Even if her boyfriend or husband is very nice and tries to be romantic with her, unless she feels understood, this lack of intimacy makes it very hard for the woman to feel an intimate connection with her partner.
At this point, the woman may, often unconsciously, start to look for opportunities to share more about herself somewhere else. If she does not feel connected to her husband or boyfriend at home, and now happens to meet another man who is romantically interested in her, she may start to feel drawn to him instead. This often starts as an innocent friendship.
If she associates her boyfriend or husband with closing down and hurt feelings, she may suddenly start to find this new man very attractive. With him she has no history of having hurt feelings, only new opportunities to create a fresh, rewarding connection. While she feels shut down with her husband or boyfriend, this new attraction can easily become a source of support. She may even start to complain about her boyfriend or husband to this new man.
She now begins to think: “My husband/boyfriend is such a jerk,” or, “He is just so boring, we never do anything exciting.” “All he does is watch TV on his couch, I don’t think he loves me or cares about me.” “I can’t even talk to him.
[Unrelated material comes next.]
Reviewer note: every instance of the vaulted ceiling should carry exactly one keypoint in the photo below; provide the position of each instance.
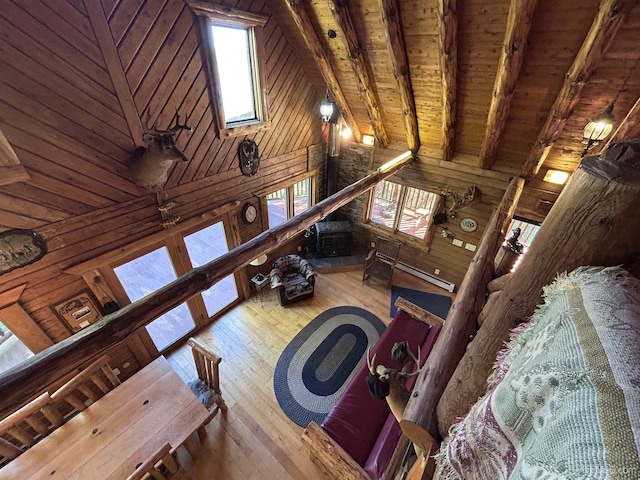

He does not understand anything that I am saying.” And so on. Feeling like a victim of her own circumstances, she justifies her misery by blaming her partner.
And the irony is that if she talks to this new man about her situation, since he is not yet involved with her, it is very easy for him to be understanding and supportive. In fact, these men sometimes naively think that they are the solution to her problems. This type of bonding with another man can then easily start to arouse romantic feelings in her. The more she feels understood and heard, the more bonded she begins to feel.
So, while she does not feel connected to her partner, it becomes easy to see why she can have feelings with her newly found man. And unless she takes responsibility for the life she creates for herself, and understands how she is remaining a victim of her circumstances, it may become much easier to cheat instead of dealing with her pain and hurt for not feeling loved by her husband or boyfriend.
Furthermore, if the woman does not feel cherished, she may naively begin to think that it is all her partner’s fault. And so, rather than taking responsibility for her feelings and the type of relationship she has created, she justifies her cheating by blaming her husband or boyfriend for the lack of connection. And to feel better about herself and forget her pain, she may continue to cheat on him.
So, there you have it. What do you think? Why do women cheat?